Itaupuaçu, 29 de setembro de 2042
No setembro de vinte e dois, pouco tempo antes do início do ano letivo, enviei ao João Costa uma mensagem por e-mail (lembrais-vos dessa ferramenta digital, que permitia enviar e receber mensagens?) e lhe pedi que dela desse conhecimento ao António Leite, seu secretário de educação.
Acreditava que eles seriam dignos da minha lealdade, que fossem pessoas de bem. Não as “pessoas de bem” de um personagem trágico de nome Ventura, mas seres humanos que, beneficiando do exercício do poder, o pusessem ao serviço de uma nova educação.
Não obtive resposta à mensagem, talvez porque eu tivesse utilizado o endereço de professor e não o de ministro. O João estava ministro da educação, não era ministro. Antes, havia estado secretário, tal como o António. E, após o desempenho desse cargo, ambos voltariam, respetivamente, para a academia e para a administração.
O João era formado em Linguística e compensava com sensibilidade e intuição pedagógica carências de conhecimento no domínio das ciências da educação. Por essa razão, o admirava enquanto pessoa e lhe manifestava solidariedade, enquanto se mantivesse no cargo de ministro.

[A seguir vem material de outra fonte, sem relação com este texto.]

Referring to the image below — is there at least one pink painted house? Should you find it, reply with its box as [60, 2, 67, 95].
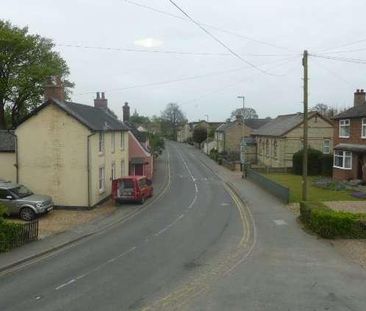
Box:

Sendo escuteiro, o exercício do seu mandato refletia a aplicação de princípios em tudo idênticos àqueles que o vosso avô adotara. Daí que merecesse a minha colaboração, acaso em algo eu pudesse ser útil. O escutismo visava fazer com que o jovem assumisse o seu próprio crescimento, tornando-se exemplo de fraternidade, lealdade, altruísmo.
Na relação com os outros, pautava a sua atuação pela promoção da justiça e da paz, da compreensão e da cooperação, no respeito pela dignidade do Homem e da integridade da Natureza. Baden-Powell havia escrito que a fragilidade das democracias estava no homem que recusava pensar por si, que não aprendera a pensar bem. Por isso, se requeria que os jovens escutas fossem amorosos, leais e participativos, isto é: que exercessem cidadania plena.
Enviei nova mensagem ao João, na intenção de o ajudar a suportar a pesada tarefa de cuidar da humanização de um monstro burocrático, que dava pelo nome de “ministério”. E passei a dar conhecimento dessas mensagens ao meu amigo António. Não o António Leite secretário, mas o Quaresma, um ilustre professor de chão de escola.
Perguntareis, netos queridos, por que incluí o António professor nessa epistolar e fraterna atividade. Vo-lo direi.
Em 2022, o amigo António iniciava o último ano letivo da sua vida de professor. Fora um lutador pela dignificação da Escola Pública e escrevera um livro precioso: “Recriar a Escola Pública, Refundar o Sistema Educativo”. Na introdução a essa obra, o meu amigo isto escreveu:
“Este livro é marcado também pela constatação de que a escola pública (aquela que me interessa particularmente, por razões de justiça e equidade), é atualmente uma instituição muito desadequada às necessidades deste primeiro quartel do século XXI e que, por isso, necessita ser recriada.
Para que a necessidade desse processo de mudança da escola seja percebida, este livro começa por analisar a sua génese para depois se abordar um conjunto de estratégias de ação educativa e pedagógica que podem concorrer para a renovar, promovendo uma aprendizagem significativa, profunda e contextualizada, assente na autonomia e na autorregulação da aprendizagem, de modo a formar crianças e jovens para a construção de um futuro feliz e de sucesso.”
A mudança da escola pública, séria, profunda e abrangente; disruptiva, numa única palavra, fará com que o sistema educativo possa evoluir verdadeiramente.”